I am British and my daughter was born in England in 2007, her father is a kiwi and he was on a working holiday over in London. The relationship was never really ideal, but we decided it was a great idea to move to New Zealand to give our daughter a great childhood etc, so that's wehat we did when she was 7 months old.
Unfortunately New Zealand and I never really gelled, and I really have tried hard. I was disappointed with my job prospects over here mainly having enjoyed a great and lucrative career over in the UK, and missed the family support that I had at home in England. Unfortunately my relationship with my ex-partner dissolved for various reasons. When did finally separate we had been living in New Zealand for 2 years. We never married or anything.

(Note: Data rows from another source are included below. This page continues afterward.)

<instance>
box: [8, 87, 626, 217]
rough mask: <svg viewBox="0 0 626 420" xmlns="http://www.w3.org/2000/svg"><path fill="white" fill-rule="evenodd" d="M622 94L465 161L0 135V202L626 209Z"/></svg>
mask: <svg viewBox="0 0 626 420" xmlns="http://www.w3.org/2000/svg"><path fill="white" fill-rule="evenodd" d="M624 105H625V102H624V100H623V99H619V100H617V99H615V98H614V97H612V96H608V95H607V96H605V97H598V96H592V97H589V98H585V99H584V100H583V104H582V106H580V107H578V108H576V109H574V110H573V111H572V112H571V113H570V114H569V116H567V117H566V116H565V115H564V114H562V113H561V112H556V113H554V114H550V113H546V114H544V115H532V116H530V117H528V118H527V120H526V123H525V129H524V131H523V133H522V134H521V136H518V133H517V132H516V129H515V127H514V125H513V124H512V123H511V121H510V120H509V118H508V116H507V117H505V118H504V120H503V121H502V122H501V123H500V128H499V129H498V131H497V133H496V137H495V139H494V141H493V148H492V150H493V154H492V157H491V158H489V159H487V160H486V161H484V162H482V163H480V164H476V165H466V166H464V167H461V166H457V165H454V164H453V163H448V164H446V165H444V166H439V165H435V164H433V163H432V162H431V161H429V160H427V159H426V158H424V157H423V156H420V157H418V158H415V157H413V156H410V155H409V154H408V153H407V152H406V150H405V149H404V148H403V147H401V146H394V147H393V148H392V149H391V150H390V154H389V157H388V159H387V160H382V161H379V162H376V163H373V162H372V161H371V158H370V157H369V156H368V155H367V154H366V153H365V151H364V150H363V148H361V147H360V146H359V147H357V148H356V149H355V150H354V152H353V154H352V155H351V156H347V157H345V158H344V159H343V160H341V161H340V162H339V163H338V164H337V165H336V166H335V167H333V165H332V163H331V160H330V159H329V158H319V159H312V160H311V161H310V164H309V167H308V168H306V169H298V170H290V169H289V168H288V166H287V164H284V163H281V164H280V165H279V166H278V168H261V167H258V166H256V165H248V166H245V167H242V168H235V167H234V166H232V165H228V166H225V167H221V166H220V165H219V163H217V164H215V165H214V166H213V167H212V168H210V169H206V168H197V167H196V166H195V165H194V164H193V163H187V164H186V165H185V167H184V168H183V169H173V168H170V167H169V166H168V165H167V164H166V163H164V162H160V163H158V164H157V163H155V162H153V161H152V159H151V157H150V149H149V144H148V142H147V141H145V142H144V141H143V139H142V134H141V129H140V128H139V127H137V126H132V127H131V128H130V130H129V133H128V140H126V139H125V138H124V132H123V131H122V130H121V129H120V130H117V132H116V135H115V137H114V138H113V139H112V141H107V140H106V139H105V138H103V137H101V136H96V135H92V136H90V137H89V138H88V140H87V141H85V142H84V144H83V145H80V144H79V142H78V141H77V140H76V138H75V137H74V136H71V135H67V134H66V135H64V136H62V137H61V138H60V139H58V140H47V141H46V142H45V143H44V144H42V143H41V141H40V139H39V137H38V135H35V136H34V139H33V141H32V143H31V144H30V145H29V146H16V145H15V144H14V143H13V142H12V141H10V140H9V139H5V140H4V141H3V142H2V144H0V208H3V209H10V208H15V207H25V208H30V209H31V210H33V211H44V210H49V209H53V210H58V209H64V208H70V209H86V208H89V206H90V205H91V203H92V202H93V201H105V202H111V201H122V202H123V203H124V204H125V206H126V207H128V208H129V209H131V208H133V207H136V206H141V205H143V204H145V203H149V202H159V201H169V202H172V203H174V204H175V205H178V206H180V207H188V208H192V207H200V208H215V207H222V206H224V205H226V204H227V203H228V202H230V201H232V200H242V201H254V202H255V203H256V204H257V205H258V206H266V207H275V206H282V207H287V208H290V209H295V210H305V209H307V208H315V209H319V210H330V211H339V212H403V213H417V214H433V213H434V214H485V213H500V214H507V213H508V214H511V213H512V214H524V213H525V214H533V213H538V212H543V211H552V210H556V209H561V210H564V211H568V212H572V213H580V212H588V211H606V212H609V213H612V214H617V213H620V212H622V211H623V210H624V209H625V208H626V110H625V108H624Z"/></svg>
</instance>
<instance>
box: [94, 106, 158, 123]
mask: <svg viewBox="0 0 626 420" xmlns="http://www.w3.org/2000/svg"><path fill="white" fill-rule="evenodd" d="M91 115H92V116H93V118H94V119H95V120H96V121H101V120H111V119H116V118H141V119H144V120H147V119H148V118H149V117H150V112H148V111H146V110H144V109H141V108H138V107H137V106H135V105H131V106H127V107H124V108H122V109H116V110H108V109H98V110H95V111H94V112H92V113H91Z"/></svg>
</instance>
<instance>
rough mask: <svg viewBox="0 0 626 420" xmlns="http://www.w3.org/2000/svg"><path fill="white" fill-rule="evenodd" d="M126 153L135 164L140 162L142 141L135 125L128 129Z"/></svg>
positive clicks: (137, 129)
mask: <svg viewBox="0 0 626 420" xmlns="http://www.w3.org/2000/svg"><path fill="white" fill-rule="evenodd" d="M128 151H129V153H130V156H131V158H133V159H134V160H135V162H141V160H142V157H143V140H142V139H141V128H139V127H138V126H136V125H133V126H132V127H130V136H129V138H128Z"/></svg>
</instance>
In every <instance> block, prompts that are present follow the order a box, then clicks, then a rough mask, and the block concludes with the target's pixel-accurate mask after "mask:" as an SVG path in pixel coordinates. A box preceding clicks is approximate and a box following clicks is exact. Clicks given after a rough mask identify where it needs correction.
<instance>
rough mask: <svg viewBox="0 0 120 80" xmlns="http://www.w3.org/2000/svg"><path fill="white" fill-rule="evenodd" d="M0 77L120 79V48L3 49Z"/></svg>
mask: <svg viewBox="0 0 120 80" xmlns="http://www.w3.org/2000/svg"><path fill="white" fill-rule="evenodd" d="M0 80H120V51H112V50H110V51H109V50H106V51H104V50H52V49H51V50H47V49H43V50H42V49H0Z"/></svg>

I had been thinking for quite some time about returning home to England, but my ex-partner refused to allow our daughter to come back with me. I then appplied to the NZ courts to allow myself and our daughter to return to England. This was back in January and I have been on an emotional and isolating journey ever since. Unfortunately the law in New Zealand is not on my side and I am feeling very much the foreigner over here. I really wish I had known the risks before I came over here. It seems that New Zealand are very reluctant to allow a child to relocate out of New Zealand once they have been resident here. I have provided my lawyer with so many examples of reasons for us relocating back to the UK such as finances, family, friends, house, my parents being ill, but nothing is taken into account with any of this and I am so shocked by it!
I have never tried to do a "runner" or anything like that (I've read other scary stories about people who have tried it!) and am friendly and supportive of my ex and his relationship with our daughter. It's a such as sad situation, especailly for our daughter but I feel that I can't face living in New Zealand until she turns 16. So I'm faced with the likelihood that my daughter is trapped in New Zealand and therefore so am I. I am desprately miserable here, but what can I do? I could leave anyway without my daughter, and from speaking to my lawyer the courts here would happily take that situation and keep my daughter here in NZ.
Hopefully we will get to a court hearing in January, which is a year since I applied to the courts. Feeling very lost. Would love some opinions.